To date, no serological test for PE has achieved integration into routine diagnostic laboratories. The serological assays currently available are inadequate for routine work because they can be carried out only in those few laboratories able to propagate M. suis in splenectomized pigs and therefore able to prepare diagnostic antigens. Our new recombinant ELISA will contribute to rectifying this problem. The robustness of our serological assays, reflected by the low intra- and interassay coefficients of variation of 6.5 to 8.2% and 20.6%, respectively, provide further evidence for this. Arguments against the application of recombinant antigens in serology are protein stability, lack of sensitivity due to only a few antigens of the agent being used, and E. coli impurities which can be traced back to insufficient purification procedures. Within the scope of our work, the stability of the recombinant proteins proved to be very high (approximately 6 months at −80°C). We determined a similar sensitivity in comparison to results with whole-cell antigens, and as mentioned, our rHspA1 and rMSG1 antigens were quite pure. Nevertheless, an adsorption of the investigated sera with E. coli was unavoidable. Because an adsorption of the prediluted sera (1:25) over a period of about 2 h proved to be sufficient to remove cross-reacting antibodies, it should be possible to perform this additional task in routine laboratories.
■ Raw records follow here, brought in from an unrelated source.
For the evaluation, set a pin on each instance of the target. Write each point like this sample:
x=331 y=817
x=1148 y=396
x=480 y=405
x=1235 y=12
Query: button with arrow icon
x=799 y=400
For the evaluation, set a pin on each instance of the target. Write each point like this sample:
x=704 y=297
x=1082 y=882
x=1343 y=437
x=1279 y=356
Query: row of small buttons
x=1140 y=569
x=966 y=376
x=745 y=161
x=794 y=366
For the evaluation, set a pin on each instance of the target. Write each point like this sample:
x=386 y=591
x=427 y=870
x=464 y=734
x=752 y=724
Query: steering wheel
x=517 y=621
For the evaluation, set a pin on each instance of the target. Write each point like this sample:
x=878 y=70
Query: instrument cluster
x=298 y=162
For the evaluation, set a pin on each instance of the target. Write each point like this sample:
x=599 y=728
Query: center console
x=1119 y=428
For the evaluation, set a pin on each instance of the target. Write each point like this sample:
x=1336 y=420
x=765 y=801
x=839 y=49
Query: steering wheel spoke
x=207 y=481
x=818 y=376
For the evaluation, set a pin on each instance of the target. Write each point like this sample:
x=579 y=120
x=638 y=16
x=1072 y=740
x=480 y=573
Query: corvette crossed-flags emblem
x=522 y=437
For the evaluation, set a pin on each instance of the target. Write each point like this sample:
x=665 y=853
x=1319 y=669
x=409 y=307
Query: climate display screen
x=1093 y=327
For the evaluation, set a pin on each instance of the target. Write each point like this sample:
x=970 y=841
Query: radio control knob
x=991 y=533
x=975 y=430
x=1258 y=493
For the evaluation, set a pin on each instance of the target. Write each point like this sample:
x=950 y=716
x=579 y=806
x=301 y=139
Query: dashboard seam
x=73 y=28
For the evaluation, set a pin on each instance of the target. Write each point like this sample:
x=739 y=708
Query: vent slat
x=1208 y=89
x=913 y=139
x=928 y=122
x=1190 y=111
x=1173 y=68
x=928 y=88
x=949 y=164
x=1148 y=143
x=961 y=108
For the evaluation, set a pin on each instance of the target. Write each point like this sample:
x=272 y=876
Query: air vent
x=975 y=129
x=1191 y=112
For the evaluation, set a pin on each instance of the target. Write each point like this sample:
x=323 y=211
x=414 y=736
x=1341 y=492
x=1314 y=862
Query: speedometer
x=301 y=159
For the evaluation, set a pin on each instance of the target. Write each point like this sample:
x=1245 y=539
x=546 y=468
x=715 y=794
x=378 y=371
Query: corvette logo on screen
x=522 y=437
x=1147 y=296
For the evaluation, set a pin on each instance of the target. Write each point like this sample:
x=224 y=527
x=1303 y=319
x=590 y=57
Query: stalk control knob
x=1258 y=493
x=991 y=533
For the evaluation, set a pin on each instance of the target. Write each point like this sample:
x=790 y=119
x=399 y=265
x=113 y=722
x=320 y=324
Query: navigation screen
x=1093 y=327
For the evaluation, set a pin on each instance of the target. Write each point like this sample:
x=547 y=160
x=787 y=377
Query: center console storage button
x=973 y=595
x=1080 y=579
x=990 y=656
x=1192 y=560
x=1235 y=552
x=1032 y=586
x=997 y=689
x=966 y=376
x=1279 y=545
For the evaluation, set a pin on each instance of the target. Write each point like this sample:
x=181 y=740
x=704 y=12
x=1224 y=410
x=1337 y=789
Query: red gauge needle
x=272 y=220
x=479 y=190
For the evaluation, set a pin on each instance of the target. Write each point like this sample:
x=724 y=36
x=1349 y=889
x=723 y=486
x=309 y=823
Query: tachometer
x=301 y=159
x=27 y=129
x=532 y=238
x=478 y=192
In summary, this article describes for the first time the development of a serodiagnostic assay for PE based on antigens produced in the laboratory. The use of the recombinant proteins MSG1 and HspA1 has important advantages, i.e., (i) improved specificity, sensitivity, reproducibility, and reliability of PE serodiagnosis, (ii) replacement of animal experiments necessary to propagate M. suis for antigen production, (iii) the possibility of extensive prevalence and surveillance studies determining the actual impact of M. suis infection in pig populations, and (iv) studies on the connection between the M. suis immune response and PE pathogenesis.
Published ahead of print on 17 October 2007.